Integrated Resource Allocation and Strategy Synthesis in Safety Games on Graphs with Deception

Abstract

Deception plays a crucial role in strategic interactions with incomplete information. Motivated by security applications, we study a class of two-player turn-based deterministic games with one-sided incomplete information, in which player 1 (P1) aims to prevent player 2 (P2) from reaching a set of target states. In addition to actions, P1 can place two kinds of deception resources: "traps" and "fake targets" to disinform P2 about the transition dynamics and payoff of the game. Traps "hide the real" by making trap states appear normal, while fake targets "reveal the fiction" by advertising non-target states as targets.

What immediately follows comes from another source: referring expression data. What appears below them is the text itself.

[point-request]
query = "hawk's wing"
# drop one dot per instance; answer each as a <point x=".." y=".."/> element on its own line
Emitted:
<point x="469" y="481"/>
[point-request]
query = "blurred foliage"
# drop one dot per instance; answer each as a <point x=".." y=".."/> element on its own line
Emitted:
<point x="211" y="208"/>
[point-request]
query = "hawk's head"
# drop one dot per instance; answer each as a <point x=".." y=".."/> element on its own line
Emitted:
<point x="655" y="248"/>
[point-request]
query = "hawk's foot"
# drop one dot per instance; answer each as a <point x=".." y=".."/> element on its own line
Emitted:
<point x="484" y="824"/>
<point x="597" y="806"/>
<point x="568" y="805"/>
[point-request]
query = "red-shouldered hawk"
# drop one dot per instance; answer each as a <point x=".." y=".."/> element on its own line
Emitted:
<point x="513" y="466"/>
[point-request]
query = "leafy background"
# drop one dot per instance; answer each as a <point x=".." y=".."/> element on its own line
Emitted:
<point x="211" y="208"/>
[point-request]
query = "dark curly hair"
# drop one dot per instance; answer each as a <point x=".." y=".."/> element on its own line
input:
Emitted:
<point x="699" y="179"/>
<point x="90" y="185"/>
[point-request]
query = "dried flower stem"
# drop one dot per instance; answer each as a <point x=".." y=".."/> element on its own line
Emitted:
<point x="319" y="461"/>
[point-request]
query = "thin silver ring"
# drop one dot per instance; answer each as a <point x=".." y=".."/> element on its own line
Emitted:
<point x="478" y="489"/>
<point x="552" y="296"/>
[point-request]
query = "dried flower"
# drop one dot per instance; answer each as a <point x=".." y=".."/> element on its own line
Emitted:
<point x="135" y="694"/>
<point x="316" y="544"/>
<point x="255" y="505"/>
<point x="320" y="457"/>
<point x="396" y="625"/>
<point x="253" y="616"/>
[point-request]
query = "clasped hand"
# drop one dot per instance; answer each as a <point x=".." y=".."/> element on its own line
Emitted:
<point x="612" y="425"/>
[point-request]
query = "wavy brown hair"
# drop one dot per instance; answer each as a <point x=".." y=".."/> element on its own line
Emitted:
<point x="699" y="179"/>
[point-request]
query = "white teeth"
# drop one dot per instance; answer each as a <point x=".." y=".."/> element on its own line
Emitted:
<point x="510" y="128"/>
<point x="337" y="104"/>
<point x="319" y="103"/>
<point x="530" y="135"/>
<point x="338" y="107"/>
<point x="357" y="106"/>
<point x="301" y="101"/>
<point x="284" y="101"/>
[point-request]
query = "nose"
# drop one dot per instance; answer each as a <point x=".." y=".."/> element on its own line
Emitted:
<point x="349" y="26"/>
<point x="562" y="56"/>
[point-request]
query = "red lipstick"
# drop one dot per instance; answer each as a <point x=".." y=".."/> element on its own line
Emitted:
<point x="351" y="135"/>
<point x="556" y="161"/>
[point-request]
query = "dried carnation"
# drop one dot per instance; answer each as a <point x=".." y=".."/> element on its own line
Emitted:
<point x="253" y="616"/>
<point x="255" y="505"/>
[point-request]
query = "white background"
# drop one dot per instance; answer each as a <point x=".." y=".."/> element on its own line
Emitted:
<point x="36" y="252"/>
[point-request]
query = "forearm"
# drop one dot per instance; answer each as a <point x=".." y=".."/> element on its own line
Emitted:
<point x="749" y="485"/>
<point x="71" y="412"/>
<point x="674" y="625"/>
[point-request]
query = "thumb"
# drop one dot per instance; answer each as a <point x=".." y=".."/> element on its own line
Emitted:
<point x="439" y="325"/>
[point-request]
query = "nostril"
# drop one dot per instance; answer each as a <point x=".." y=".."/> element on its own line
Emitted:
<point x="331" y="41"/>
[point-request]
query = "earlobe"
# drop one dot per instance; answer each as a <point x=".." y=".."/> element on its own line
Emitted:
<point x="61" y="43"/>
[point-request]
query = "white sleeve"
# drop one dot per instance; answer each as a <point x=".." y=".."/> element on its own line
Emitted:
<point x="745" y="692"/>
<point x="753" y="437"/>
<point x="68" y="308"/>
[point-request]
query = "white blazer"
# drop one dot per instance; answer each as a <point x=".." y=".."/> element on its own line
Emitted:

We are interested in jointly synthesizing optimal decoy placement and deceptive defense strategies for P1 that exploits P2's misinformation. We introduce a novel hypergame on graph model and two solution concepts: stealthy deceptive sure winning and stealthy deceptive almost-sure winning. These identify states from which P1 can prevent P2 from reaching the target in a finite number of steps or with probability one without allowing P2 to become aware that it is being deceived. Consequently, determining the optimal decoy placement corresponds to maximizing the size of P1's deceptive winning region. Considering the combinatorial complexity of exploring all decoy allocations, we utilize compositional synthesis concepts to show that the objective function for decoy placement is monotone, non-decreasing, and, in certain cases, sub- or super-modular. This leads to a greedy algorithm for decoy placement, achieving a $(1 - 1/e)$-approximation when the objective function is sub- or super-modular. The proposed hypergame model and solution concepts contribute to understanding the optimal deception resource allocation and deception strategies in various security applications.